I am trying to extract one url from a curl command's output in shell.
The curl command which I am running is :
curl -s "http://HOSTNAME.com/api/v4/projects/18/merge_requests?source_branch=samm_6819"
which gives output something like this :
[{"id":244,"iid":69,"project_id":18,"title":"bug 6819","description":"","state":"merged","created_at":"2021-09-04T06:51:05.988Z","updated_at":"2021-09-04T06:52:03.869Z","merged_by":{"id":4,"name":"SOME NAME ","username":"SOMEUSERNAME","state":"active","avatar_url":"https://www.gravatar.com/avatar/baa4538f891a621a8e5480aa9ac404a6?s=80\u0026d=identicon","web_url":"http://HOSTNAME/SOMEUSERNAME"},"merged_at":"2021-09-04T06:52:03.997Z","closed_by":null,"closed_at":null,"target_branch":"master","source_branch":"samm_6819","user_notes_count":0,"upvotes":0,"downvotes":0,"author":{"id":1,"name":"Administrator","username":"root","state":"active","avatar_url":"https://www.gravatar.com/avatar/81fasf149c17eba1d66803dc0877828900?s=80\u0026d=identicon","web_url":"http://HOSTNAME/root"},"assignees":[],"assignee":null,"reviewers":[],"source_project_id":18,"target_project_id":18,"labels":[],"draft":false,"work_in_progress":false,"milestone":null,"merge_when_pipeline_succeeds":true,"merge_status":"can_be_merged","sha":"1e14427dd70862265b55fsa0e38f4e980d5f65524","merge_commit_sha":"34240a857d7d1a852f9c3d4safa3f031ef3bd35225","squash_commit_sha":null,"discussion_locked":null,"should_remove_source_branch":false,"force_remove_source_branch":false,"reference":"!69","references":{"short":"!69","relative":"!69","full":"SOMEPROJECTNAME-af/test!69"},"web_url":"http://HOSTNAME.com/GROUPNAME/PROJECTNAME/-/merge_requests/69","time_stats":{"time_estimate":0,"total_time_spent":0,"human_time_estimate":null,"human_total_time_spent":null},"squash":false,"task_completion_status":{"count":0,"completed_count":0},"has_conflicts":false,"blocking_discussions_resolved":true,"approvals_before_merge":null}]

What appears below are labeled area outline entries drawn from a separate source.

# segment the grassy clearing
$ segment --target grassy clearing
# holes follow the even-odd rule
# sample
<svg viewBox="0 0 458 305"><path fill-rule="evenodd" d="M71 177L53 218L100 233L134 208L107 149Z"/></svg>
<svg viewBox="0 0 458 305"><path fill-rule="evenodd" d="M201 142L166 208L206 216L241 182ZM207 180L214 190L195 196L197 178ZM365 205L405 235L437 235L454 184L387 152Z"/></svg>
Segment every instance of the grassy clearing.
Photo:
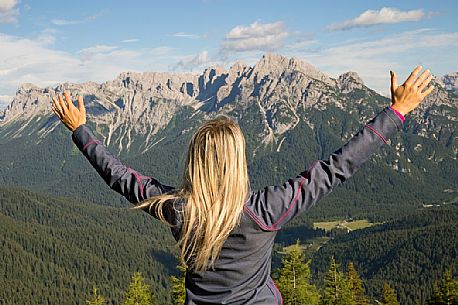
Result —
<svg viewBox="0 0 458 305"><path fill-rule="evenodd" d="M377 223L369 222L367 219L360 220L337 220L337 221L323 221L315 222L313 227L315 229L324 229L325 231L331 231L335 227L345 227L351 231L368 228L376 225Z"/></svg>

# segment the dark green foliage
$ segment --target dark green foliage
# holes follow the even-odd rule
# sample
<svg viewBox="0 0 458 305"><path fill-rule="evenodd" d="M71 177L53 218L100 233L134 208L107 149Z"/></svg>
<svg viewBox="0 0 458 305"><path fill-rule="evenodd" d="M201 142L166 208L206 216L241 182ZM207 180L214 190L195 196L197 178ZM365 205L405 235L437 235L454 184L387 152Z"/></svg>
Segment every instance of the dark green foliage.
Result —
<svg viewBox="0 0 458 305"><path fill-rule="evenodd" d="M96 286L107 304L120 304L141 270L167 304L176 272L169 230L127 207L0 187L0 300L81 304Z"/></svg>
<svg viewBox="0 0 458 305"><path fill-rule="evenodd" d="M89 300L86 300L87 305L103 305L105 304L105 298L97 292L97 288L92 289L92 295Z"/></svg>
<svg viewBox="0 0 458 305"><path fill-rule="evenodd" d="M359 277L353 262L348 263L347 279L350 285L350 292L355 305L369 305L369 300L366 297L366 291L363 286L363 281Z"/></svg>
<svg viewBox="0 0 458 305"><path fill-rule="evenodd" d="M367 294L376 298L383 282L390 280L403 305L413 305L432 294L444 270L458 270L458 206L412 211L411 216L347 235L336 236L312 258L320 281L326 257L358 265Z"/></svg>
<svg viewBox="0 0 458 305"><path fill-rule="evenodd" d="M172 303L173 305L183 305L186 298L186 268L180 265L177 268L180 271L180 274L178 276L172 275L170 277L170 282L172 283Z"/></svg>
<svg viewBox="0 0 458 305"><path fill-rule="evenodd" d="M285 305L318 304L318 289L310 283L310 262L304 260L299 242L291 246L282 259L283 266L279 270L277 284Z"/></svg>
<svg viewBox="0 0 458 305"><path fill-rule="evenodd" d="M458 279L452 277L451 270L447 270L440 284L434 284L433 295L428 300L428 305L456 304L458 304Z"/></svg>
<svg viewBox="0 0 458 305"><path fill-rule="evenodd" d="M383 283L382 300L380 304L399 305L396 291L394 291L394 289L387 282Z"/></svg>
<svg viewBox="0 0 458 305"><path fill-rule="evenodd" d="M324 278L324 289L320 305L355 305L351 286L345 274L339 271L339 264L331 257L329 269Z"/></svg>
<svg viewBox="0 0 458 305"><path fill-rule="evenodd" d="M153 295L141 272L135 272L122 305L154 305Z"/></svg>

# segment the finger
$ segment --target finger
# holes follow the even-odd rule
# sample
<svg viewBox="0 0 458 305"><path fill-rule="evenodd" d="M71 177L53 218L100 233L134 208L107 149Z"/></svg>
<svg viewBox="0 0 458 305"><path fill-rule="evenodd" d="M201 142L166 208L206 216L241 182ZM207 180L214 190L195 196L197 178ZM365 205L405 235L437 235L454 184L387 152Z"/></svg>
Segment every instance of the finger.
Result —
<svg viewBox="0 0 458 305"><path fill-rule="evenodd" d="M394 94L394 91L398 88L398 77L394 71L390 71L391 74L391 94Z"/></svg>
<svg viewBox="0 0 458 305"><path fill-rule="evenodd" d="M60 105L60 111L62 114L65 114L66 110L68 110L67 105L65 105L64 100L62 99L62 95L58 96L59 99L59 105Z"/></svg>
<svg viewBox="0 0 458 305"><path fill-rule="evenodd" d="M53 97L52 101L54 102L54 108L56 108L57 111L62 115L63 111L62 111L62 106L60 105L59 100L57 98Z"/></svg>
<svg viewBox="0 0 458 305"><path fill-rule="evenodd" d="M86 113L86 108L84 108L84 101L81 95L78 95L78 110L81 113Z"/></svg>
<svg viewBox="0 0 458 305"><path fill-rule="evenodd" d="M75 106L73 105L72 98L70 97L70 93L68 93L68 91L64 92L64 97L65 97L65 101L67 102L68 109L72 108L72 106L73 107Z"/></svg>
<svg viewBox="0 0 458 305"><path fill-rule="evenodd" d="M62 115L59 113L59 111L54 107L54 106L51 106L51 109L52 111L54 112L54 114L62 120Z"/></svg>
<svg viewBox="0 0 458 305"><path fill-rule="evenodd" d="M427 78L429 75L429 69L426 69L413 83L414 87L419 87L421 86L422 82Z"/></svg>
<svg viewBox="0 0 458 305"><path fill-rule="evenodd" d="M430 74L430 75L428 76L428 78L425 79L425 80L421 83L420 86L418 86L418 91L422 92L423 89L425 89L426 86L428 86L429 82L431 82L432 79L433 79L433 75Z"/></svg>
<svg viewBox="0 0 458 305"><path fill-rule="evenodd" d="M415 77L416 77L417 74L421 71L422 68L423 68L422 66L417 66L417 67L412 71L412 73L410 73L410 76L409 76L409 78L407 78L407 80L404 82L404 85L406 85L406 86L412 86L413 81L415 80Z"/></svg>
<svg viewBox="0 0 458 305"><path fill-rule="evenodd" d="M431 92L433 92L433 90L434 90L434 86L431 86L431 87L429 87L428 89L426 89L426 91L423 92L423 93L421 94L421 96L422 96L423 98L425 98L425 97L428 96Z"/></svg>

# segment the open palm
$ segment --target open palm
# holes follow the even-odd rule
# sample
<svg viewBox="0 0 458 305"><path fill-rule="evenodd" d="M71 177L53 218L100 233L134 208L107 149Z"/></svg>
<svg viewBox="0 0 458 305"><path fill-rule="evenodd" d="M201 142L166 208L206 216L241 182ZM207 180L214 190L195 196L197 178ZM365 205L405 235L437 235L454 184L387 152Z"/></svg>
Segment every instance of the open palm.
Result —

Out of all this data, I need output to be :
http://HOSTNAME.com/GROUPNAME/PROJECTNAME/-/merge_requests/69
I need this url which I need to print somewhere. I am not sure what can be used here either awk, sed , cut or anything with pipe with the curl command to get output of this url.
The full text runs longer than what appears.